Merge branch 'main' of ssh://pagure.io/fedora-infra/arc into main

2021-02-08 11:24:20 +00:00 · 2021-02-08 11:24:20 +00:00 · dff16dd1a9
commit dff16dd1a9
parent 84eabffba8 f61f8c482a
6 changed files with 196 additions and 5 deletions
--- a/docs/datanommer_datagrepper/index.rst
+++ b/docs/datanommer_datagrepper/index.rst
@ -25,3 +25,5 @@ Here is the list of ideas/things we looked at:
    :maxdepth: 1
    pg_stat_statements
    pg_partitioning
    pg_timescaledb
--- a/docs/datanommer_datagrepper/pg_partitioning.rst
+++ b/docs/datanommer_datagrepper/pg_partitioning.rst
@ -0,0 +1,60 @@
 Partitioning the database
 =========================
 In the database used by datanommer and datagrepper one table stands out from the
 other ones by its size, the ``messages`` table. This can be observed in
 :ref:`datanommer`.
 One possibility to speed things up in datagrepper is to partition that table
 into a set of smaller sized partitions.
 Here are some resources regarding partitioning postgresql tables:
 * Table partitioning at postgresql's documentation: https://www.postgresql.org/docs/13/ddl-partitioning.html
 * How to use table partitioning to scale PostgreSQL: https://www.enterprisedb.com/postgres-tutorials/how-use-table-partitioning-scale-postgresql
 * Definition of PostgreSQL Partition: https://www.educba.com/postgresql-partition/
 Attempt #1
 ----------
 For our first attempt at partitioning the `messages` table, we thought we would
 partition it by year. Having a different partition for each year.

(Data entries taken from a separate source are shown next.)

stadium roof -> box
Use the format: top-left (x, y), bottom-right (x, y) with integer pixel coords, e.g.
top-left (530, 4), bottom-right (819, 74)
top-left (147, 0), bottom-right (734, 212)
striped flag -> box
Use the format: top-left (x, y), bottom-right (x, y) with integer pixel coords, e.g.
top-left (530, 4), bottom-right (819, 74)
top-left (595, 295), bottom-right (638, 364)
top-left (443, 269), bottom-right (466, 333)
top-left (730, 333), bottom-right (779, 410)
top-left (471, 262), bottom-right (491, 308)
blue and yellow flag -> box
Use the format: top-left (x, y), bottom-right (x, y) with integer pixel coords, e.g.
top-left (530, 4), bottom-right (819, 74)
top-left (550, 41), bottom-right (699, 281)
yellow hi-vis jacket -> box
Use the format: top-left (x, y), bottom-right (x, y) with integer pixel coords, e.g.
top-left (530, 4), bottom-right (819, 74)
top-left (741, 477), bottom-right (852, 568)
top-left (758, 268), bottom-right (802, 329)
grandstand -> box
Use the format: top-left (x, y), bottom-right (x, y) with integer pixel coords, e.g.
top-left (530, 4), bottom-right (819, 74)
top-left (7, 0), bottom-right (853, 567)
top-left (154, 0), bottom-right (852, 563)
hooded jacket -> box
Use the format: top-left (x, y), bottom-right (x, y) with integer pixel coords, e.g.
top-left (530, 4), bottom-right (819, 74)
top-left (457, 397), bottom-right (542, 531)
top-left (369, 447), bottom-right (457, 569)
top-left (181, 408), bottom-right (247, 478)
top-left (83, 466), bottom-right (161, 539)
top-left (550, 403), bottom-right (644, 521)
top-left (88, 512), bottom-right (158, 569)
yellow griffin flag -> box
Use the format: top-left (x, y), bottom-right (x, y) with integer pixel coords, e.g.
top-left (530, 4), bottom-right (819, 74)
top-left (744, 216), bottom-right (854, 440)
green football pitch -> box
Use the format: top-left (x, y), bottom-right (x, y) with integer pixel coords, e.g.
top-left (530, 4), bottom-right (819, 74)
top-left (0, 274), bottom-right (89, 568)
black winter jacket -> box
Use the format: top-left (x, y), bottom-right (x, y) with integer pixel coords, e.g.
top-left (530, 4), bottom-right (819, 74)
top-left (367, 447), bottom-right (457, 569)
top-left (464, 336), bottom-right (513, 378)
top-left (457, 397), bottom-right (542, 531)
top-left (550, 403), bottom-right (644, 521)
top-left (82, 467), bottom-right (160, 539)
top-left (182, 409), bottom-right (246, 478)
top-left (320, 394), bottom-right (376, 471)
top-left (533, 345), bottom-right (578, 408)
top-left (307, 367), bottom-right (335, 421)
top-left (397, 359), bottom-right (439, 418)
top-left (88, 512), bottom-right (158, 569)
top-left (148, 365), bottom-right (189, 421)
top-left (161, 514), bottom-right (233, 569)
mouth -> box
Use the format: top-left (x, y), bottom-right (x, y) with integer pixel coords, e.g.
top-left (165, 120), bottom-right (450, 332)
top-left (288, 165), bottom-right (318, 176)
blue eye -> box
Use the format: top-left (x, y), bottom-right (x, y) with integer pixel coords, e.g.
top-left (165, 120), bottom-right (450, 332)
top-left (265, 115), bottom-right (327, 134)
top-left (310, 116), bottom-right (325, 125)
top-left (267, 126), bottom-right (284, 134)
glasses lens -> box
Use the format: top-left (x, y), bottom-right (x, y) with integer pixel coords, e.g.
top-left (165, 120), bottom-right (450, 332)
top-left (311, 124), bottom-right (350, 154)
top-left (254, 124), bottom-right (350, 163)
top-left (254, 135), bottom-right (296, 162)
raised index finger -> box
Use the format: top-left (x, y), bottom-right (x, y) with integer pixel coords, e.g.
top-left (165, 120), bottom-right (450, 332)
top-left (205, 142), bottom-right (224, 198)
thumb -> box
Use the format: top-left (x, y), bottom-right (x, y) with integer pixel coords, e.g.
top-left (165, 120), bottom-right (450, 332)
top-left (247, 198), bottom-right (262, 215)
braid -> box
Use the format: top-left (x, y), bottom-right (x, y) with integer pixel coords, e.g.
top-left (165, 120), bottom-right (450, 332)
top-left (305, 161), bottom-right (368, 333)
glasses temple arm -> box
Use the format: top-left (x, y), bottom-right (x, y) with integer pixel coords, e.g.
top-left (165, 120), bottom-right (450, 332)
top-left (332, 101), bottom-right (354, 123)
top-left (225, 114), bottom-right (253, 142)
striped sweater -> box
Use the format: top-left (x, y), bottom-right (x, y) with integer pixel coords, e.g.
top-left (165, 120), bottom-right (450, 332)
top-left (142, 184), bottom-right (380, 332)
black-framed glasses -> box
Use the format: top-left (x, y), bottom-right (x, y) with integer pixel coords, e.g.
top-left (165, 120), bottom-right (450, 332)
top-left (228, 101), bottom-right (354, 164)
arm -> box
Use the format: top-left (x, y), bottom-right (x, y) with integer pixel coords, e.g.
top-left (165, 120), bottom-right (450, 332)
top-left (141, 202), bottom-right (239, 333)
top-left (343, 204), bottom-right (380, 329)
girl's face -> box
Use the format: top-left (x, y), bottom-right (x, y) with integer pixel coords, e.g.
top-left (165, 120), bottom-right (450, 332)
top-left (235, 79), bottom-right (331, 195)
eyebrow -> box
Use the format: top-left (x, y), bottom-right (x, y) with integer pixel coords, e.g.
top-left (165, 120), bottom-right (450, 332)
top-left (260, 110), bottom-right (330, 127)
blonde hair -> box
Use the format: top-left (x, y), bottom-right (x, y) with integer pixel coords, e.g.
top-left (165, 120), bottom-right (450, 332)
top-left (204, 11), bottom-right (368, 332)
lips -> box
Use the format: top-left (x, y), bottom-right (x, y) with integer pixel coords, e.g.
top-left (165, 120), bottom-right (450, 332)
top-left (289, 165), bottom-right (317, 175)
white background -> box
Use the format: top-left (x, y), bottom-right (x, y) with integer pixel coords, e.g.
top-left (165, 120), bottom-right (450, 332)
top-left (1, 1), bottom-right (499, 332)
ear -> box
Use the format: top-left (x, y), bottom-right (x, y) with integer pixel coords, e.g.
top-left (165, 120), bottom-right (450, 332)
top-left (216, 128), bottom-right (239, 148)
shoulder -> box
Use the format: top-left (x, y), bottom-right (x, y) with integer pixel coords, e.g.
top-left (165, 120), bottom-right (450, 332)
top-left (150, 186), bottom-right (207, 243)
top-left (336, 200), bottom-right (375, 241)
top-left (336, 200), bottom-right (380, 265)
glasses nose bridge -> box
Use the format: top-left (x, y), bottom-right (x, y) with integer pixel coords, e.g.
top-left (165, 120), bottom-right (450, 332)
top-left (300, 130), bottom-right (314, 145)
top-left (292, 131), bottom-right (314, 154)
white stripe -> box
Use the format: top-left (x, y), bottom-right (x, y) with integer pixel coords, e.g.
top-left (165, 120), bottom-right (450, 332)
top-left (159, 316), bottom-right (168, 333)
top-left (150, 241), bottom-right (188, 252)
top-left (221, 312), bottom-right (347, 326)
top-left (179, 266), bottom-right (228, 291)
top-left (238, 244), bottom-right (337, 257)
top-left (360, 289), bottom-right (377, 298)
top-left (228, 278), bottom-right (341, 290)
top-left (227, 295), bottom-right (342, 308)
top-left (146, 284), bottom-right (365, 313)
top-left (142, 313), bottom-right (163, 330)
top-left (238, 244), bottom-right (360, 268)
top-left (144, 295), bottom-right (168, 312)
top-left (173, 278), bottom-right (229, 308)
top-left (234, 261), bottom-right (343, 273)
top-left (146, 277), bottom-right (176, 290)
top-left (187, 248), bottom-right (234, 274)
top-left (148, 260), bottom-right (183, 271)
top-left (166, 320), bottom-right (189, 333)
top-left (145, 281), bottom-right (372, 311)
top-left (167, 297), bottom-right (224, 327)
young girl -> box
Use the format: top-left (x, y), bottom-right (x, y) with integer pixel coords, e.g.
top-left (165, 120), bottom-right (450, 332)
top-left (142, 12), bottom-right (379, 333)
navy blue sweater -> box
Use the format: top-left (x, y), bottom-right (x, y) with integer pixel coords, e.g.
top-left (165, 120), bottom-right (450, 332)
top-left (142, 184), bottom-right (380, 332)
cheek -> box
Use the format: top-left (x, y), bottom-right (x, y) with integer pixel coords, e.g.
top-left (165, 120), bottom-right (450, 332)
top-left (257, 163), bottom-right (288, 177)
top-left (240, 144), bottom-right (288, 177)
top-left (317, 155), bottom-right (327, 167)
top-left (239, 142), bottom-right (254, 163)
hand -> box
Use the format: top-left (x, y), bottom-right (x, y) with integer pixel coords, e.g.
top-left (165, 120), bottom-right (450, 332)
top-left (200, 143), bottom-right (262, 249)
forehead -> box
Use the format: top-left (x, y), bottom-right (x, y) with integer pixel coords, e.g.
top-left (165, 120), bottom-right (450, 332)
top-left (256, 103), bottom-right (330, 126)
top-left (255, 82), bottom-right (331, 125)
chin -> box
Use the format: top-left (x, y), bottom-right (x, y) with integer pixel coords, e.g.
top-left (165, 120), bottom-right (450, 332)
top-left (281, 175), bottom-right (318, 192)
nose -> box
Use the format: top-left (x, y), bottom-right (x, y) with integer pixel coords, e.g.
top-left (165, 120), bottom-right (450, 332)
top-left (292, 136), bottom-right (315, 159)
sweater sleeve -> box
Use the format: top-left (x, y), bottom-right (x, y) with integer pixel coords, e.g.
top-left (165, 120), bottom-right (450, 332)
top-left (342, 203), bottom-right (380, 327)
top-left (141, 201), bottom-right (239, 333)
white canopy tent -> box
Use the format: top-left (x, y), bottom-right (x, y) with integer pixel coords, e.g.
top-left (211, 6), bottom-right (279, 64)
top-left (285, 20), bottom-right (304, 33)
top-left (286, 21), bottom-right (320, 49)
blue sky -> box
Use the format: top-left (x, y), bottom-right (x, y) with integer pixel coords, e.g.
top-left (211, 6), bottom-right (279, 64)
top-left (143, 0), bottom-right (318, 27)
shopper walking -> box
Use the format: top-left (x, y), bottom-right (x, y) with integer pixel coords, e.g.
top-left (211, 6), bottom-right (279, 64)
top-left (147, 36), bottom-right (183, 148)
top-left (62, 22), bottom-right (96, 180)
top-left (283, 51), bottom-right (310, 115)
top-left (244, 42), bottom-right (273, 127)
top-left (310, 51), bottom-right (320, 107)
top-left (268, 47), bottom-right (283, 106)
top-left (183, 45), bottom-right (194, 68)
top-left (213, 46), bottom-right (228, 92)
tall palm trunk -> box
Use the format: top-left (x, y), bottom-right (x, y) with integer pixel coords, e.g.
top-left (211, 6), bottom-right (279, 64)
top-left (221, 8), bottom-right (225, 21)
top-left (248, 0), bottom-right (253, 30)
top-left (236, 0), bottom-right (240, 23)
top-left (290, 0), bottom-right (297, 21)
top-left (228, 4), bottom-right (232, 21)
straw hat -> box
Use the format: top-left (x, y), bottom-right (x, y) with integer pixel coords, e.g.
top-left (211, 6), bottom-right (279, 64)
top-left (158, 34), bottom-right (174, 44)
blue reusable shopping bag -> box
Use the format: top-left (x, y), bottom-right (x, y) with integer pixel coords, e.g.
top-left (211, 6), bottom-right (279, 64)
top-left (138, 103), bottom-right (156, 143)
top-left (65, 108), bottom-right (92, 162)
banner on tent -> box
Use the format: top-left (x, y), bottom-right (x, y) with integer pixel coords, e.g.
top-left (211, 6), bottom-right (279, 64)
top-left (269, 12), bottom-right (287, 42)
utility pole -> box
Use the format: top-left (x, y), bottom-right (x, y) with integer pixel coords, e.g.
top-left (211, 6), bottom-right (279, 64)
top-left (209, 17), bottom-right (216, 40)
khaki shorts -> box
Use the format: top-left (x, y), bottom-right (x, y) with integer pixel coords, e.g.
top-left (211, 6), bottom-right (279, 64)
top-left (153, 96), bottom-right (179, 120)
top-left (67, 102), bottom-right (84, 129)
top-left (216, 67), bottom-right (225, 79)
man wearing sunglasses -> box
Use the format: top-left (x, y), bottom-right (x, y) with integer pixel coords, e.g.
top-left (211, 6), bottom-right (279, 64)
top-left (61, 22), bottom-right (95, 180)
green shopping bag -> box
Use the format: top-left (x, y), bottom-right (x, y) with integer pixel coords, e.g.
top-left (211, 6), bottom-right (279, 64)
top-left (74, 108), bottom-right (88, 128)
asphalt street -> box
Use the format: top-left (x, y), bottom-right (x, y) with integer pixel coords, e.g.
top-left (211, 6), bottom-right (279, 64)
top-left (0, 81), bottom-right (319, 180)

 We thus started by adding a ``year`` field to the table and fill it by extracting
 the year from the ``timestamp`` field of the table.
 However, one thing to realize when using partitioned table is that each partition
 needs to be considered as an independant table. Meaning an unique constraint has
 to involve the field on which the table is partitioned.
 In other words, if you partition the table by a year field, that year field will
 need to be part of the primary key as well as any ``UNIQUE`` constraint on the
 table.
 So to partition the `messages` table on ``year``, we had to add the ``year``
 field to the primary key. However, that broke the foreign key constraints on
 the ``user_messages`` and ``package_messages`` tables which rely on the ``id``
 field to link the tables.
 Attempt #2
 ----------
 Since partitioning on ``year`` did not work, we reconsidered and decided to
 partition on the ``id`` field instead using `RANGE PARTITION`.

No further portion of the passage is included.